The search string could contain more than one word, * (0 or more character wild card), ? (single character wild card) and so on.
In this case, should the formatting and validation of the search string be also embedded in the Book model, together with the Find in the Book model? If not, where should this be included?
Thank you for your help.
@Lucky, yes, I would put the handling of the search wild cards into the model. That's logic that doesn't belong in the controller.
I am curious about the self.find...
Why is it that this method requires "self." ?
I found an answer to something that has been confounding me about the self. thing. I am learning about OO programming, so I admit that this may seem obvious to a lot of people. Please excuse my ignorance.
Here is a link regarding how this works.
Thank you Ryan for all the excellent work in your railscasts. I really appreciate the patience and clear mindedness that you demonstrate in your screencasts. You express yourself as a joyful and brilliant person.
i know this is wrong place to write this but i need a solution i want to know how mapping should be done mine case is " A has many B , A has many C, every B has some C which is added to above list which is related to A. so tell me the way to map them . i have mapped B and C to A
I'm a newbie to rails and adding this post to clarify the railscast. I was wondering why the def was called "self.find_incomplete" when the original code was "find_all_by_complete". It took me a few minutes, but it's called "incomplete" because the data being queried is a boolean condition and the query is looking for the "false" conditions (i.e. tasks that are not completed) ergo the naming if "incomplete". Yes, a Homer Simpson DOH! moment...
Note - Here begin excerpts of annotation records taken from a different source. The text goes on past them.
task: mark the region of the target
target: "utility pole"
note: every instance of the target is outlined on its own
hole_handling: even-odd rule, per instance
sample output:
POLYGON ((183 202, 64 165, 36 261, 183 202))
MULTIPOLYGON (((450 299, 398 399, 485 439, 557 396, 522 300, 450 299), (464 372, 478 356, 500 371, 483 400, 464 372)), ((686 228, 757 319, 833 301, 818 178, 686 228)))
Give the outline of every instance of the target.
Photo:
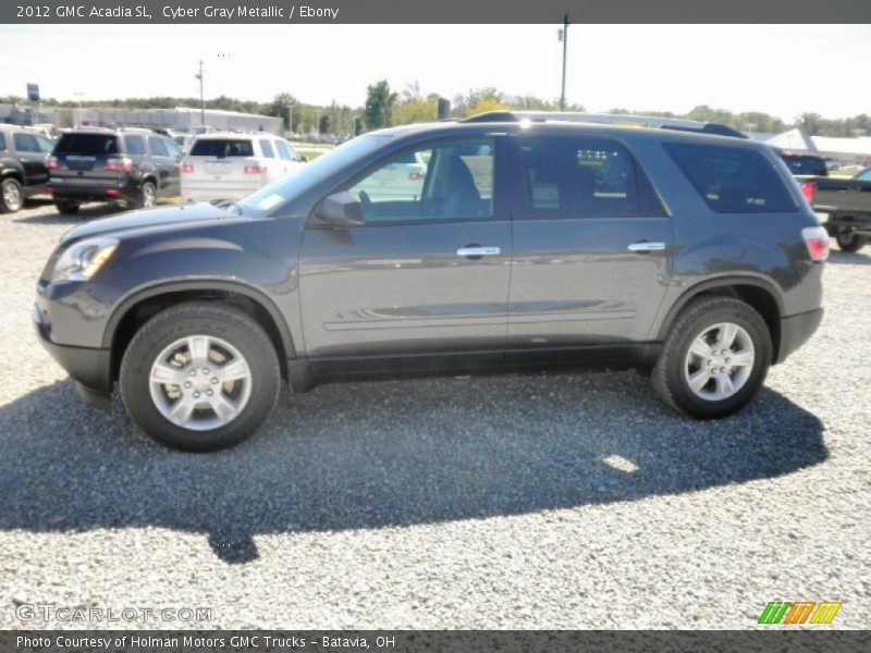
POLYGON ((199 60, 199 67, 197 69, 197 74, 194 75, 197 79, 199 79, 199 124, 201 126, 206 126, 206 100, 203 96, 203 60, 199 60))
POLYGON ((560 94, 560 111, 565 111, 565 60, 568 51, 568 14, 563 17, 563 28, 557 33, 563 41, 563 90, 560 94))

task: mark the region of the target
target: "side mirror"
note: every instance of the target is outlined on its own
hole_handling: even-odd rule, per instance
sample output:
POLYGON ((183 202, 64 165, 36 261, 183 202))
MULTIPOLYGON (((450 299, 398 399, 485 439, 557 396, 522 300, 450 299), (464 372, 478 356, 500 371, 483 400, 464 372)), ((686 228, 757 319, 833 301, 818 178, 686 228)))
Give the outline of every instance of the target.
POLYGON ((315 209, 315 218, 332 226, 363 226, 366 220, 363 217, 363 205, 351 193, 335 193, 324 197, 315 209))

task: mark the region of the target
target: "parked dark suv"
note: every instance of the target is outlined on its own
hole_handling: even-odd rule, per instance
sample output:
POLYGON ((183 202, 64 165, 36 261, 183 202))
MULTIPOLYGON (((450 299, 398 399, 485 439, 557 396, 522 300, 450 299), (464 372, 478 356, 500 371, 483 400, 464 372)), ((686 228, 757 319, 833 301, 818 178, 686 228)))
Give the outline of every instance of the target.
POLYGON ((26 197, 46 192, 46 157, 53 145, 33 130, 0 125, 0 213, 14 213, 26 197))
POLYGON ((48 159, 48 192, 61 213, 76 213, 83 201, 147 209, 181 193, 181 159, 171 138, 150 130, 71 130, 48 159))
POLYGON ((72 230, 36 326, 83 396, 119 381, 185 449, 248 438, 282 379, 635 367, 723 417, 820 323, 827 237, 771 148, 708 127, 375 132, 238 202, 72 230), (420 184, 390 183, 409 153, 420 184))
Isn't named_scope a better way to implement the same?
Definitely. Or just "scope" as it is now.
Man, this is just begging to be revised! :)
Couldn't you use a 'scope' for this?
Edit: @Ryan L. Cross: +1
The second episode of Railscast is now updated for Rails 4.2.5 as a blog post. Check out the Active Record Basics
I went through many of the original RailsCasts about a year ago. They where are a great way to refresh on the basics, but rails has changed so much that it would be difficult for a new rails hopeful, such as my son, to make some of them work. Thanks for giving us a fresh, back-to-basics episode.
I've also found that when you're running together a lot of finds, bundling em into a group of scopes is very handy. But for a few @bparanj's cast works great!